Some liberals are pushing for no Democrats to serve on the new select committee on Benghazi — but House minority leader Nancy Pelosi said Tuesday she is open to appointing Democrats to the panel.
“If this review is to be fair, it must be truly bipartisan,” Pelosi said in a statement. “The panel should be equally divided between Democrats and Republicans as is done on the House Ethics Committee. It should require that witnesses are called and interviewed, subpoenas are issued, and information is shared on a bipartisan basis. Only then could it be fair.”
Boehner, who has appointed Republican Rep. Trey Gowdy to serve as chairman, is not expected to appoint as many Democrats as Republicans on the committee. In response to Pelosi’s statement Tuesday, his office pointed out that in 2007, Pelosi thought a 9-6 ratio of Democrats and Republicans was “fair” when she established a Select Committee on Energy Independence and Global Warming.
Political maneuvering, therefore, may be at play: Pelosi’s request for an equal number of Democrats and Republicans on the committee may be about giving her an excuse not to appoint any Democrats at all if she doesn’t get her way.
On Monday, the liberal talk radio host Bill Press wrote on Twitter: “Member of Congress told me she will urge Nancy Pelosi to appoint NO Democrats to Special Benghazi Committee. She’s right!”
And appearing on Fox News Sunday, Democratic Rep. Adam Schiff said of the committee: “I think it’s a colossal waste of time.
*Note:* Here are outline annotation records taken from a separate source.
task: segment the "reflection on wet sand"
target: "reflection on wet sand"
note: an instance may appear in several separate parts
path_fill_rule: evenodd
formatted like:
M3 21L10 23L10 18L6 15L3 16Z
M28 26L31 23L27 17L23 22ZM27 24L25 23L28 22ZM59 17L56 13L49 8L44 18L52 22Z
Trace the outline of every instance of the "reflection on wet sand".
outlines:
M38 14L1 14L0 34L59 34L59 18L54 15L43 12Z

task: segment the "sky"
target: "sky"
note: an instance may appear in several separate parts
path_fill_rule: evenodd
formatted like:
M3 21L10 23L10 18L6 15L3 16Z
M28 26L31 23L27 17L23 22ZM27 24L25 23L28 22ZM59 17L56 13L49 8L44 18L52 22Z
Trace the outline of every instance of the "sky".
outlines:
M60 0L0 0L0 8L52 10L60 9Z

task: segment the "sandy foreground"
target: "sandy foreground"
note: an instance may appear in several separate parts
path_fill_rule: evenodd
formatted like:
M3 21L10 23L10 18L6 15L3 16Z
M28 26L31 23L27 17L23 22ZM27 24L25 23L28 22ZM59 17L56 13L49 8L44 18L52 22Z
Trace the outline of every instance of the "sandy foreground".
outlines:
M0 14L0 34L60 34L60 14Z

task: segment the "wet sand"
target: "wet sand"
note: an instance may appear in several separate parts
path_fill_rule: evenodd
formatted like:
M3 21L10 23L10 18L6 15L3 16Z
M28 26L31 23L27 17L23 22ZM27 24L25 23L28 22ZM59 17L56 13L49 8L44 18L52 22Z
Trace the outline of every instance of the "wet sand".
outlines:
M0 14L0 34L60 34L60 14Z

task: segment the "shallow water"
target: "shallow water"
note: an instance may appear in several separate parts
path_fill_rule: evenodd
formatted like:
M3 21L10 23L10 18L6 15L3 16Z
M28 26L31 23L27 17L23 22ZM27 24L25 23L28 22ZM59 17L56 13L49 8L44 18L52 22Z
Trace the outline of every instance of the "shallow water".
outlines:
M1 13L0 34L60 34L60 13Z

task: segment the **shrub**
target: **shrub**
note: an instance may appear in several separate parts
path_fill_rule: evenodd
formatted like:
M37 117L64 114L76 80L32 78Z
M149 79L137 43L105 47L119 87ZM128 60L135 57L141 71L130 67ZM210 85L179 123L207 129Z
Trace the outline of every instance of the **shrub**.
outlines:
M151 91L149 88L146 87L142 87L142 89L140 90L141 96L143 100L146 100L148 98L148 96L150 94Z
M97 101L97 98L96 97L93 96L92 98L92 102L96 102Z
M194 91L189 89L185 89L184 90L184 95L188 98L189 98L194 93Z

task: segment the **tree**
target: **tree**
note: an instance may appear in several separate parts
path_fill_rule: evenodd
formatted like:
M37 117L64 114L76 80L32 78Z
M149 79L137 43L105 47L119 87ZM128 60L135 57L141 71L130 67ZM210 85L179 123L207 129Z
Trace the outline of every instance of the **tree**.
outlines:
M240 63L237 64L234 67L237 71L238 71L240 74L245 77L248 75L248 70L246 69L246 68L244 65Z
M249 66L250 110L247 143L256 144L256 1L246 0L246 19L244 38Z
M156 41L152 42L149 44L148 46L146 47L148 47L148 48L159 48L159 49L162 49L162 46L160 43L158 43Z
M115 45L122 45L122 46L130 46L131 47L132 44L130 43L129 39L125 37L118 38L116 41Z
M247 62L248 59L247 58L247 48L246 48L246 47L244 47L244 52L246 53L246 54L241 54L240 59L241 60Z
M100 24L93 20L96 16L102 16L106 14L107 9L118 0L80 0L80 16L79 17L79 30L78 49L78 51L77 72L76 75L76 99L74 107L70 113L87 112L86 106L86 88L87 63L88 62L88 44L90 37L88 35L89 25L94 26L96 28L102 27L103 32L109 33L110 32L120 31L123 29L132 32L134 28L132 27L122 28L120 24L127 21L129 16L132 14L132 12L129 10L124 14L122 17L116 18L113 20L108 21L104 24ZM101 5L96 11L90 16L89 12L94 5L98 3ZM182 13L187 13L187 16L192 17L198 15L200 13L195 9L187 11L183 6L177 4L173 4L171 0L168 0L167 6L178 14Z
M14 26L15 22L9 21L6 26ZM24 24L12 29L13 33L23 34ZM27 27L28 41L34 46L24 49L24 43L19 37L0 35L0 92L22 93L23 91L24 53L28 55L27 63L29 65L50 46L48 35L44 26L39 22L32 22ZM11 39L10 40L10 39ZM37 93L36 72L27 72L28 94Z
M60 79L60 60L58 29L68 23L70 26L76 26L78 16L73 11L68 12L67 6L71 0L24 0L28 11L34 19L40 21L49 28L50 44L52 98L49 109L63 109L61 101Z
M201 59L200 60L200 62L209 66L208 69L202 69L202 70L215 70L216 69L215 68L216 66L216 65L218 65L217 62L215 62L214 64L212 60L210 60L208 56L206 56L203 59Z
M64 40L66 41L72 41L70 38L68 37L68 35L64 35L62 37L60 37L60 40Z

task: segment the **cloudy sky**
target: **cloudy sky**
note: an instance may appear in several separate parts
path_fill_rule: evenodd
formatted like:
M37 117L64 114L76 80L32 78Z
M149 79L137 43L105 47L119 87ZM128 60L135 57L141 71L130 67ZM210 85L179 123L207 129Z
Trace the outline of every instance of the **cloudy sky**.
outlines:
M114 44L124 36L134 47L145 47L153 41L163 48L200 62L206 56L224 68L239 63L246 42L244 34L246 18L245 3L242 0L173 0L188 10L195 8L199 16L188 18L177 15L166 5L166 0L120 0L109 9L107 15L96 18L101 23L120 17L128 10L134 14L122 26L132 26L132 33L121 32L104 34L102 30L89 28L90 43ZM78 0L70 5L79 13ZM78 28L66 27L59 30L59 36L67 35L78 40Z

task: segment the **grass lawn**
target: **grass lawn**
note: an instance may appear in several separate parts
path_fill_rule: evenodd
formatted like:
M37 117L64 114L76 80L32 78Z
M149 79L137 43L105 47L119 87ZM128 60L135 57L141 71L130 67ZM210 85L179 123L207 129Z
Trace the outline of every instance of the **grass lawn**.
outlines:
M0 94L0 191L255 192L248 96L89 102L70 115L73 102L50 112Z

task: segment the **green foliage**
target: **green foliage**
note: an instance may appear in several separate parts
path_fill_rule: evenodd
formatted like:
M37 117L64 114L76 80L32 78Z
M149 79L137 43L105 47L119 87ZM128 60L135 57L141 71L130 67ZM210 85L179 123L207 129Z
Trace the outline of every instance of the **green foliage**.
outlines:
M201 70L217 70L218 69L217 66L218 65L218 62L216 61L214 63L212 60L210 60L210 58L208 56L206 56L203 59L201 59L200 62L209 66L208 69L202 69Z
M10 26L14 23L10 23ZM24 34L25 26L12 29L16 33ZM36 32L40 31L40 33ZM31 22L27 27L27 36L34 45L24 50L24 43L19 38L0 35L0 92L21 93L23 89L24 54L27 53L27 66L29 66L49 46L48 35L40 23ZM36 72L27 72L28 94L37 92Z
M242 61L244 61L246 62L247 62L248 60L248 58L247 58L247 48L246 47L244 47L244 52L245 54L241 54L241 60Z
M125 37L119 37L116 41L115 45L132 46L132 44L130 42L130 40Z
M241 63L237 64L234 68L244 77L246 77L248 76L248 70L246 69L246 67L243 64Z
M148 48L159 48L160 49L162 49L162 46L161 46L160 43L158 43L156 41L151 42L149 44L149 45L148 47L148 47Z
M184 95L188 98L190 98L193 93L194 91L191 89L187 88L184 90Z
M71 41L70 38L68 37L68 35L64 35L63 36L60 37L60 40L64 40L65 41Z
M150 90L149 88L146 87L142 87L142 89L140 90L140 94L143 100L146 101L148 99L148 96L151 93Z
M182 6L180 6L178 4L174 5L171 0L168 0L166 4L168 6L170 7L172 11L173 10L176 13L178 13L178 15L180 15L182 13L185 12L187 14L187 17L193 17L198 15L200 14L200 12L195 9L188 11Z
I don’t think it makes sense, really, for Democrats to participate.”
Pelosi, in her statement Tuesday, criticized the previous House investigations into Benghazi as partsian, while suggesting the attacks have already been adequately investigated.
“There has been a review at the State Department by the Accountability Review Board,” Pelosi said. “There were two bipartisan reviews in the United States Senate, and four partisan reviews in the House of Representatives.”
She also said lawmakers should “act in a manner respectful of their loss.”
“The attacks in Benghazi were a tragedy and we join the families of those who died in continuing to mourn their loss,” she continued. “As we go forward, we should always act in a manner respectful of their loss and to prevent future loss of life.”
Gowdy, on Tuesday, said of the panel he will lead: ‘“Four of our fellow citizens were murdered, and a facility emblematic and representative of our country was attacked and burned on the anniversary of 9-11. Our fellow citizens are full well capable of processing the truth about the attacks and aftermath, and most assuredly entitled to hear it.”